Para agravar a situação, dificilmente o efetivo controle da entrega dos alimentos no dia do espetáculo é realizado. E, diante da indiferença de ser o ingresso adquirido "meia-entrada" ou "ingresso solidário", também não se controla se os portadores da "meia-entrada" são realmente estudantes, professores, idosos ou doadores de sangue. A consequência é lógica: ao se garantir a meia-entrada a todos, ninguém mais tem direito à meia-entrada; e o valor do ingresso passa a ser sempre integral.
Não há nenhuma brecha legal para a prática acima mencionada. Todas as leis que tratam da meia-entrada são bastante específicas ao afirmar que o consumidor titular do benefício tem o direito de pagar metade do valor cobrado. A mais recente delas preocupou-se em eliminar todas as eventuais dúvidas acerca da possibilidade de equiparação de outros ingressos à meia-entrada, dispondo, no parágrafo único do art. 1.º, que "A meia-entrada corresponderá sempre à metade do valor do ingresso cobrado, ainda que sobre o seu preço incidam descontos ou atividades promocionais".
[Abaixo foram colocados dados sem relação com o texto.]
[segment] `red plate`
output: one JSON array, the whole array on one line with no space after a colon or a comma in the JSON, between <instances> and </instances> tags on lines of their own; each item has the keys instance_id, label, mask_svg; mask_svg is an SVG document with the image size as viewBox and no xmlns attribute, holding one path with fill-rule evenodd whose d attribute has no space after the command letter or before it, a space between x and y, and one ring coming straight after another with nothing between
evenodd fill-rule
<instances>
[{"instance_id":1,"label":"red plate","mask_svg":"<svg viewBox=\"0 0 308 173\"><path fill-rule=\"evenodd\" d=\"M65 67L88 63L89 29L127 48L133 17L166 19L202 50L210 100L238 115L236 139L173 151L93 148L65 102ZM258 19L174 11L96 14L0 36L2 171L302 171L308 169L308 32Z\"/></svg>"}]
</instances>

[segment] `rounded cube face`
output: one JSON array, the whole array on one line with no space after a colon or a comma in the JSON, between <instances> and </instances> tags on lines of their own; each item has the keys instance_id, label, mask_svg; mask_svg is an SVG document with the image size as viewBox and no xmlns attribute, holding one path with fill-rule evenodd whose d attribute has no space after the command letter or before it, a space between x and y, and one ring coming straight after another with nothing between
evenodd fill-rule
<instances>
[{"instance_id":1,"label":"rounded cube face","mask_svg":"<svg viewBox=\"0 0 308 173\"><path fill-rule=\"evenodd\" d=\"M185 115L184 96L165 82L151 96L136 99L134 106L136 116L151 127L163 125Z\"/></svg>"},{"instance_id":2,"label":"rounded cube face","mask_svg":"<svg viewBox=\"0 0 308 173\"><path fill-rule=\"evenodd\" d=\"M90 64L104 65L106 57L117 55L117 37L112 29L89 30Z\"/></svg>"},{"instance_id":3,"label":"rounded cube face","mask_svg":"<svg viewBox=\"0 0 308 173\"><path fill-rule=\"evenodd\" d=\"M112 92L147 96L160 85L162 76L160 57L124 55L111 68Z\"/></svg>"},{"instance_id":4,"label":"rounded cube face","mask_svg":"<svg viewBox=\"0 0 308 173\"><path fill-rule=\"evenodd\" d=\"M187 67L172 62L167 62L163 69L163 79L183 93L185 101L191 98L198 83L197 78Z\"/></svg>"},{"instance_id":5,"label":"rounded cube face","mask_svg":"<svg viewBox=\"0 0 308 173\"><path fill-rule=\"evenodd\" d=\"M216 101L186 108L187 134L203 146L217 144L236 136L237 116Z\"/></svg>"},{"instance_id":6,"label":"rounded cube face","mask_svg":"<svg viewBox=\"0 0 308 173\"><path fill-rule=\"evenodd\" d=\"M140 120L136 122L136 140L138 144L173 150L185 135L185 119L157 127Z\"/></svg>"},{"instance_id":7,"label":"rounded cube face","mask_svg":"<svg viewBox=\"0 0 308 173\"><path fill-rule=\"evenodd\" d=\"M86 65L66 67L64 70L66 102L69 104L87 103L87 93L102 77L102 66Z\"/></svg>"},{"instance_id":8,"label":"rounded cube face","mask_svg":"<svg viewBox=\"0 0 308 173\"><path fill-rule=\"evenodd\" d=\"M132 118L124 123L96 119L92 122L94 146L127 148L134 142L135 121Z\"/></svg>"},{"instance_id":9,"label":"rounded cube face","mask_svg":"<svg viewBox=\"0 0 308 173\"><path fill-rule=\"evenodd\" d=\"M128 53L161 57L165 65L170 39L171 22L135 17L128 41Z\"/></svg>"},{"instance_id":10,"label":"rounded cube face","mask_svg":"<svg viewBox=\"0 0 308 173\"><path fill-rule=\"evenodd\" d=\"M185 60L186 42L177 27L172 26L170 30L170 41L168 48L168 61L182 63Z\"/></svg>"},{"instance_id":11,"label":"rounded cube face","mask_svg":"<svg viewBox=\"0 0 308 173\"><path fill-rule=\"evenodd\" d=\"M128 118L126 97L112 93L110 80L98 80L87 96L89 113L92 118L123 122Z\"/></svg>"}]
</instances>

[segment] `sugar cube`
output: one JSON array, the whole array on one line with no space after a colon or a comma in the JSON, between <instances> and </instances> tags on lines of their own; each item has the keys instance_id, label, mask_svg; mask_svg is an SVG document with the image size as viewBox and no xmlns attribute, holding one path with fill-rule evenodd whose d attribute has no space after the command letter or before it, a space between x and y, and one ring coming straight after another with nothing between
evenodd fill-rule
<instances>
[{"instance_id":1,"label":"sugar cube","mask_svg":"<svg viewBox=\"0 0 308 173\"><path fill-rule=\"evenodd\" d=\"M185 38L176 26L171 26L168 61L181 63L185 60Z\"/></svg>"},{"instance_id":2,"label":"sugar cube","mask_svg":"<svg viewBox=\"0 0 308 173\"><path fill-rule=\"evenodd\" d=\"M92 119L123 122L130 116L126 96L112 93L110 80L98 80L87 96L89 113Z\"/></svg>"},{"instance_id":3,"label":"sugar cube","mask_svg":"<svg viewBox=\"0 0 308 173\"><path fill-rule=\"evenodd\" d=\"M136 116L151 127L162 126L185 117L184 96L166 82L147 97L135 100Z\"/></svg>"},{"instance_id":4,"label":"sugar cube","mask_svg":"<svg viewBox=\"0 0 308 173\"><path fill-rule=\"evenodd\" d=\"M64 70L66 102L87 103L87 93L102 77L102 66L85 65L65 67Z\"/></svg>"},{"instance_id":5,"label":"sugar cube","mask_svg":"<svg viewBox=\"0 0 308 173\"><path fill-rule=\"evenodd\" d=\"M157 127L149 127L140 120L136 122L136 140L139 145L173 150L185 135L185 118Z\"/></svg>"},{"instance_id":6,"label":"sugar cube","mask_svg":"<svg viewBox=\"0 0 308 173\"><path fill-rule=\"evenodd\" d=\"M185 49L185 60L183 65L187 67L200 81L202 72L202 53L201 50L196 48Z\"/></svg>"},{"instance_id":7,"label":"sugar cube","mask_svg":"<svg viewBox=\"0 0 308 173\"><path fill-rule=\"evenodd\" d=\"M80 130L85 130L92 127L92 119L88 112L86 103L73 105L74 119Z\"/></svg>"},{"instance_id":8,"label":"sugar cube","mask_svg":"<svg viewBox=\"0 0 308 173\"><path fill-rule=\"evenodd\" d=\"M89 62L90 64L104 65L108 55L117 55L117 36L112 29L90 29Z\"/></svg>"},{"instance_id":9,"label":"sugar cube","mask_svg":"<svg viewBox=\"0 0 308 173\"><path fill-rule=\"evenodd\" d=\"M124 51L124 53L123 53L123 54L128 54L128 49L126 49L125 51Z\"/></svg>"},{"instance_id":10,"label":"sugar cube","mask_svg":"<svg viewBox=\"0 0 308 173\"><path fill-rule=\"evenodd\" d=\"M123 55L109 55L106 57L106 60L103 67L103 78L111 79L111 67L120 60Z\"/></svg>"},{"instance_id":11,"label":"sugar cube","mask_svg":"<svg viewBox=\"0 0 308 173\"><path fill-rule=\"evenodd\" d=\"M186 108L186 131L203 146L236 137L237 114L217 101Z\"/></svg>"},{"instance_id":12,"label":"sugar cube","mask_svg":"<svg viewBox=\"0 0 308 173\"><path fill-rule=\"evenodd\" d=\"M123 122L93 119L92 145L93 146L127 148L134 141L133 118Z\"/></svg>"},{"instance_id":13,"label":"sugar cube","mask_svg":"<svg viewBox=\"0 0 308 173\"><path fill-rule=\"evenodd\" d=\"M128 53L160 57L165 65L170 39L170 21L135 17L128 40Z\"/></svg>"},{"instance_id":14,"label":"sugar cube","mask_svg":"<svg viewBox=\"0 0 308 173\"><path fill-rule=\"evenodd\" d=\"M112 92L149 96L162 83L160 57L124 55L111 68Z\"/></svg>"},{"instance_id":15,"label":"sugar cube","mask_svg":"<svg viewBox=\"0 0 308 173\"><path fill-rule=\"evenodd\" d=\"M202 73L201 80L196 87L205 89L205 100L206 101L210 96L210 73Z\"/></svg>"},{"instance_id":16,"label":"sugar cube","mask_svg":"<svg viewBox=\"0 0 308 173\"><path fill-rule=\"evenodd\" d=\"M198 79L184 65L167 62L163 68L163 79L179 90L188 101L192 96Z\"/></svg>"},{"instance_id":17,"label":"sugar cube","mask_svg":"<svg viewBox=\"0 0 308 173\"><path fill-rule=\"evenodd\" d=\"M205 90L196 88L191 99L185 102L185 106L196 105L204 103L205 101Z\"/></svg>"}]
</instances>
Diante de uma situação como essa, pouco resta ao consumidor senão adquirir o ingresso pelo valor integral e depois buscar, judicialmente, a devida reparação.
Em primeiro lugar, terá o consumidor direito a receber em dobro o valor indevidamente pago, como disposto no art. 42, parágrafo único, do Código de Defesa do Consumidor. O valor a ser ressarcido será equivalente ao valor pago pelo ingresso, corrigido e acrescido dos juros legais.
O consumidor também deverá ser compensado pelos danos morais sofridos, decorrentes de uma indiscutível violação de garantia fundamental do indivíduo, além do desrespeito a direitos legalmente assegurados, em razão de uma prática dolosamente ilícita e fraudulenta.
A situação ainda poderá ser denunciada ao Ministério Público para a propositura de ação civil pública contra o infrator.
Os estudantes paranaenses lesados também poderão denunciar a situação às respectivas prefeituras municipais, já que estas têm o dever-poder de impor sanções administrativas ao estabelecimento infrator e, até mesmo, suspender o seu alvará de funcionamento.
Tomadas tais medidas, resta apenas esperar que o Poder Judiciário tenha bom senso e, de forma ativa, com a fixação de indenizações substanciosas (que efetivamente previnam e punam os agentes causadores dos danos), façam ser respeitados os direitos garantidos em lei aos consumidores beneficiados pela meia-entrada.